More than 1.2 billion adults have hypertension, and millions die every year due to diseases associated with high blood pressure such as ischemic heart disease, hemorrhagic or ischemic stroke, chronic kidney disease, and other cardiovascular diseases [1]. Common drugs to treat hypertension include lisinopril, captopril, and enalapril, which exert their effect by inhibiting the catalysis of the angiotensin I-converting enzyme (ACE-I). This inhibition prevents the production of the vasoconstrictor angiotensin II from angiotensin I. Although ACE-I inhibitor drugs are cost-effective, they can trigger allergy-like symptoms, such as skin rashes and angioedema, in susceptible individuals [2]. Alternatively, food-derived peptides or hydrolysates have shown the potential to inhibit ACE-I in vitro and to lower blood pressure in spontaneously hypertensive rats [3,4,5]. Therefore, there is a growing interest in testing in vivo protein hydrolysates from different sources obtained after digestion with different enzymes in the search for effective and side-effect-free blood pressure-lowering natural compounds [6,7].

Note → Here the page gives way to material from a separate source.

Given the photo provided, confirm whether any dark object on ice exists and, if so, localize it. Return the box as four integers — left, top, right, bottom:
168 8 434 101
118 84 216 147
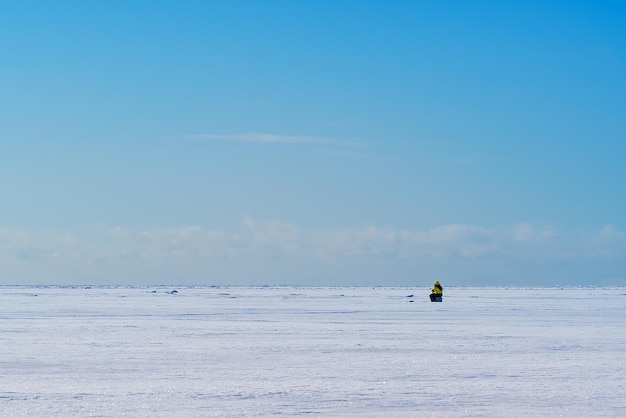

Chickpea is a legume or pulse that contains around 20–22% of highly bioavailable protein with a balanced amino acid profile [8]. In silico and in vitro studies have highlighted that chickpea hydrolysates or peptides obtained with gastrointestinal or non-gastrointestinal enzymes—such as pepsin, trypsin, alcalase, and flavourzyme—can inhibit ACE-I [9,10,11,12], but their antihypertensive potentials have not been evaluated yet. Notably, globulins account for 60–80% of the extractable protein fraction from chickpeas, but the globular protein structure might be a limiting factor for in vitro proteolysis or even digestion in mammals [13]. Heat processing—such as cooking, radiation, roasting, and extrusion—can enhance protein digestibility, increasing the bioavailability and bioactivity of proteins and peptides [14]. Extrusion is a versatile and low-cost process that uses high temperatures for a short time to generate fully cooked food products [15], and it could impact the functionality and bioavailability of proteins as well as the peptide profile obtained from the food matrix [7,14,16]. Thus, the aim of the present study was to evaluate for the first time in vivo the antihypertensive effect of a chickpea protein hydrolysate obtained before and after protein extrusion.

2. Materials and Methods

2.1. Chickpea Seeds

Chickpea genotype ICC 3421 (Kabuli type, beige) was grown at the Experimental Station of the National Research Institute for Forestry, Agriculture, and Livestock (INIFAP), in Culiacan, Sinaloa, Mexico. Chickpea seeds were harvested in April 2018, cleaned, and stored at 4 °C. Figure 1 summarizes all the assays accomplish to evaluate the ACE-I inhibition and antihypertensive effects in vivo of extruded and unextruded chickpea protein hydrolysates.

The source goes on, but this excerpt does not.